The United Nations on Monday said it would hold off on deciding whether to support an independent investigation into a deadly air strike on a hospital in Afghanistan until it sees results from US, NATO and Afghan inquiries.

On October 4, a US airstrike on a Doctors Without Borders hospital killed 22 civilians. The US military on Monday said the strike was launched after Afghan forces taking gunfire called for air support.

UN Secretary-General Ban Ki-moon has called for an “impartial” investigation, but did not say it should be carried out by the UN.

“It’s still early days, I think we’re waiting to see what comes out of the official U.S. and NATO and possibly Afghan investigations,” he said. “I think what we’re looking for is a credible and transparent investigation.”

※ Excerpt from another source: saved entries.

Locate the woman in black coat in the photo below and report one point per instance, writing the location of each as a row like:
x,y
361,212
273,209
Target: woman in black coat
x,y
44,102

Doctors Without Borders and Zeid Ra’ad Al Hussein, the UN human rights chief have said the incident could be a war crime.

US Defense Secretary Ash Carter has promised a full investigation into the airstrike.

Under international law, the bombing would only be a war crime if it was proved that the hospital was attacked intentionally, legal experts told Reuters.

A UN investigation is unlikely at this point because the United States is viewed as capable of carrying out a credible investigation and because the incident is not viewed as part of a systematic campaign targeting civilians, diplomatic sources said. If doubts arose over the credibility of the US or NATO investigations, there might be calls for a UN probe, Reuters reported.

Doctors Without Borders, which said they had given the hospital coordinates to US and Afghan forces, has called for a “full transparent independent investigation.”

Zeid Ra’ad al-Hussein on Saturday said that “if established as deliberate in a court of law, an air strike on a hospital may amount to a war crime.”